Penumpang sangat dianjurkan untuk mencermati secara seksama jam keberangkatan yang telah ditetapkan oleh operator. Hal ini penting agar seluruh perencanaan perjalanan dapat dilakukan secara efisien, sehingga meminimalkan risiko tertinggal kereta pada hari yang bersangkutan.
Rangkaian KRL ini memiliki peran vital sebagai penghubung utama, dengan rute resmi yang membentang dari Stasiun Tugu di Yogyakarta menuju Stasiun Palur yang berada di wilayah timur Solo Raya. Layanan ini mencakup berbagai titik transit penting di sepanjang jalur tersebut.
Dalam perjalanannya, kereta komuter ini dijadwalkan untuk berhenti di sejumlah stasiun strategis yang menjadi simpul transportasi penting. Beberapa stasiun tersebut antara lain Lempuyangan, Maguwo, Klaten, hingga Stasiun Purwosari, melayani penumpang di berbagai area.
Terdapat informasi mengenai penambahan jumlah perjalanan yang kini tersedia untuk para pengguna jasa transportasi massal ini. Informasi detail mengenai jam keberangkatan dari berbagai stasiun sepanjang jalur Yogyakarta menuju Solo pada Sabtu, 2 Mei 2026, telah dirilis.
Keberangkatan perdana pada hari itu akan dimulai dari pusat Kota Yogyakarta, dengan titik awal resmi dari Stasiun Tugu dan Stasiun Lempuyangan. Jadwal terperinci mencakup keberangkatan yang tersebar dari pagi hari hingga menjelang malam hari guna mengakomodasi beragam kebutuhan penumpang.
Bagi masyarakat yang berdomisili di wilayah Kabupaten Klaten, terdapat beberapa opsi titik keberangkatan yang dapat dimanfaatkan, mulai dari Stasiun Brambanan hingga Stasiun Ceper.
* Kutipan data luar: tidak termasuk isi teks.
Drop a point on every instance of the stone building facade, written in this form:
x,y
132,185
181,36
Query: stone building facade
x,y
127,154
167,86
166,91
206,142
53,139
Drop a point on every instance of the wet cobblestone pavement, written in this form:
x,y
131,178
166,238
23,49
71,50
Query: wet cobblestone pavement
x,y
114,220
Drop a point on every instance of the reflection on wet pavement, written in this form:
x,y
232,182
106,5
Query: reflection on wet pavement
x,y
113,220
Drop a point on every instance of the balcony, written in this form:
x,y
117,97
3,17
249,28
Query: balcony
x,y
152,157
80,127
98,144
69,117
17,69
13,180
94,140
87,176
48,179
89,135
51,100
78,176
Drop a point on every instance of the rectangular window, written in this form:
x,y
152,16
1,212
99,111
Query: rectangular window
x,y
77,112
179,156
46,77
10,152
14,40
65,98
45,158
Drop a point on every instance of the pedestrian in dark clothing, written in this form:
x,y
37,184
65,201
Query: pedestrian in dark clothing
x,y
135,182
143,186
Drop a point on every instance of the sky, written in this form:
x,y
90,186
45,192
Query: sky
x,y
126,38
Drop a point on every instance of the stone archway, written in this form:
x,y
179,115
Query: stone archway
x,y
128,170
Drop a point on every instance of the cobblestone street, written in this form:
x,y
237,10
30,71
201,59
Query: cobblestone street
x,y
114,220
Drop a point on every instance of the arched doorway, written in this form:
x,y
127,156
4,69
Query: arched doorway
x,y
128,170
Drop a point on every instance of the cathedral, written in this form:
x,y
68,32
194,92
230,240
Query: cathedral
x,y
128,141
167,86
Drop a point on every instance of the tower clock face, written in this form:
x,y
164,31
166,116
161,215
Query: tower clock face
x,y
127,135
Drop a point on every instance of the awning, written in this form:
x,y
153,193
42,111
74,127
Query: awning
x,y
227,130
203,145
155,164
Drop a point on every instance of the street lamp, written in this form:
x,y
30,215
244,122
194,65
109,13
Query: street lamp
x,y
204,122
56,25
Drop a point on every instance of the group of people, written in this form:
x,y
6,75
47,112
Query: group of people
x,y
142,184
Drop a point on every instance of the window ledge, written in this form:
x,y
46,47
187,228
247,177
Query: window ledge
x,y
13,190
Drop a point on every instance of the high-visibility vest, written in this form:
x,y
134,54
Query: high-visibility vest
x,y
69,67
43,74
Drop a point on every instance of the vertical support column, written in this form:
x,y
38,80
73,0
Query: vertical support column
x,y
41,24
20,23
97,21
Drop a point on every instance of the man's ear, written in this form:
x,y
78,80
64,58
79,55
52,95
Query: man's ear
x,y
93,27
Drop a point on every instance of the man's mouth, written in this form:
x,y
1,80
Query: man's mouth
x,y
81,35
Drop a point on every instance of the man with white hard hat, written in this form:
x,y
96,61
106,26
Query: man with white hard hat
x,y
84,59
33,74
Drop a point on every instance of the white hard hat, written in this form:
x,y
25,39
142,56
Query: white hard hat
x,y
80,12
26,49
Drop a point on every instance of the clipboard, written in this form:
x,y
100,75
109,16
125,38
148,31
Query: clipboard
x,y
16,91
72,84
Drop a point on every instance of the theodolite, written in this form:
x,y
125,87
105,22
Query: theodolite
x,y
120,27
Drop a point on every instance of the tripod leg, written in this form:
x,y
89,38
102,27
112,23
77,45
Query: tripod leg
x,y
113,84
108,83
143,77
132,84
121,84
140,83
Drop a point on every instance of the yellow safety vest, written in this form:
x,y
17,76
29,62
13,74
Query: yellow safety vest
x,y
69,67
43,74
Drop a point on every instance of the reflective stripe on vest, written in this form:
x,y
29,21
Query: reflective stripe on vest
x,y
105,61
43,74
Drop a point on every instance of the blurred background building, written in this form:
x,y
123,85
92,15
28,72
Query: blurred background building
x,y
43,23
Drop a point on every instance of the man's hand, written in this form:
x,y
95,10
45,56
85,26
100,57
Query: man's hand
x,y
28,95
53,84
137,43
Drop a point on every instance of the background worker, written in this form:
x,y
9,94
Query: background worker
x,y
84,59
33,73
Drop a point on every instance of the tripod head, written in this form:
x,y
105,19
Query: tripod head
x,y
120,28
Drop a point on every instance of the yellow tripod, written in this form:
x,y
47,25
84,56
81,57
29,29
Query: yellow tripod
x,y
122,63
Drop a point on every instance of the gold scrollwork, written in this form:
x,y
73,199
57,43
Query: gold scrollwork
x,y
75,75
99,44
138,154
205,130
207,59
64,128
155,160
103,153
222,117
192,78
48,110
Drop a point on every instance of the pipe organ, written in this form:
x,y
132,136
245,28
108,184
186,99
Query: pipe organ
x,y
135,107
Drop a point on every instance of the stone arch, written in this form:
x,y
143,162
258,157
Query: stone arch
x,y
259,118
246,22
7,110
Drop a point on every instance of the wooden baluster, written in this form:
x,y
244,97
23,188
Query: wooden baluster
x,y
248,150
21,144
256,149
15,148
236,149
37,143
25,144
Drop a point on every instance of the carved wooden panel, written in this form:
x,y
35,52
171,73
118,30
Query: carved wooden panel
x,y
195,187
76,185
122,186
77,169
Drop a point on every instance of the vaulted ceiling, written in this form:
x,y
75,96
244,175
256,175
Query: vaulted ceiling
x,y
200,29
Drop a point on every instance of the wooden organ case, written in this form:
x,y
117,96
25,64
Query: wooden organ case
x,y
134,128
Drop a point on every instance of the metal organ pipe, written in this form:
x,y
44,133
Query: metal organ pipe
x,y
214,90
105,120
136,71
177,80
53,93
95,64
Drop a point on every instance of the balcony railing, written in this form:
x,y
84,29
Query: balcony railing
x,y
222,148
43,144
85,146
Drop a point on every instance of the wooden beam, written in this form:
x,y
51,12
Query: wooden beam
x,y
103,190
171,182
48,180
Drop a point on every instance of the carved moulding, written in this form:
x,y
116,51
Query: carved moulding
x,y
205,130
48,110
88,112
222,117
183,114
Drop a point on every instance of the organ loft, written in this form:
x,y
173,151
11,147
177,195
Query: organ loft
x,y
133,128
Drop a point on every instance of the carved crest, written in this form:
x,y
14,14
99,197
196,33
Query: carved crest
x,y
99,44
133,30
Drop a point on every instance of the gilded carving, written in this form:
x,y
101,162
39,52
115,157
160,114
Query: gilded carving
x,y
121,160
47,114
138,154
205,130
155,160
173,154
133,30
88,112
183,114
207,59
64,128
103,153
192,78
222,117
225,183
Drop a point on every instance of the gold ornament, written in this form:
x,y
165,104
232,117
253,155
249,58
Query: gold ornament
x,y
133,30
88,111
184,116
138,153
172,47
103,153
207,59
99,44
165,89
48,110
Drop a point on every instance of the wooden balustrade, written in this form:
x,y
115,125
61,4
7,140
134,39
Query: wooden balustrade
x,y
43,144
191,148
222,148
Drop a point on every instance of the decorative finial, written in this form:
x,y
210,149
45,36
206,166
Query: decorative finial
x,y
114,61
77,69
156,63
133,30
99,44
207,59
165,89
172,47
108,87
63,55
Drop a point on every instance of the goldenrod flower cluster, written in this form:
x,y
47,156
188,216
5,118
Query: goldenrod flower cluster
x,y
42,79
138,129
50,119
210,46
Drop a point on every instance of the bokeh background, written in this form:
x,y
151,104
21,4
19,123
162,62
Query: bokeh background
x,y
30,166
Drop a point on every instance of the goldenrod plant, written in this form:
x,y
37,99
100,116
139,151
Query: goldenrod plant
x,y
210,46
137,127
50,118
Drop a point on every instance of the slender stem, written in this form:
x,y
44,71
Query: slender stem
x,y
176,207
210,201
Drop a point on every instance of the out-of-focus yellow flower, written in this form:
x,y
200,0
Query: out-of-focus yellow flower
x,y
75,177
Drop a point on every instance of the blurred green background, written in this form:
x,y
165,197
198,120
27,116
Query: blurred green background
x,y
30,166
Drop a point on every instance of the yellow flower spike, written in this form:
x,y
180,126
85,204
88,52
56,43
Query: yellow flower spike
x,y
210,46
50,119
Disebutkan bahwa interval waktu keberangkatan dari area Klaten ini cenderung cukup rapat sepanjang hari operasional.
Stasiun Purwosari dan Stasiun Solo Balapan merupakan titik krusial bagi warga Solo yang ingin memanfaatkan layanan KRL ini. Perjalanan layanan KRL ini secara resmi akan berakhir pada pemberhentian terakhirnya di Stasiun Palur, yang menandai titik pemberhentian paling timur pada rute yang dilayani.
"Terdapat tambahan jadwal perjalanan yang tersedia bagi pengguna jasa transportasi ini," demikian informasi yang didapatkan, mengindikasikan peningkatan kapasitas layanan untuk memenuhi permintaan masyarakat.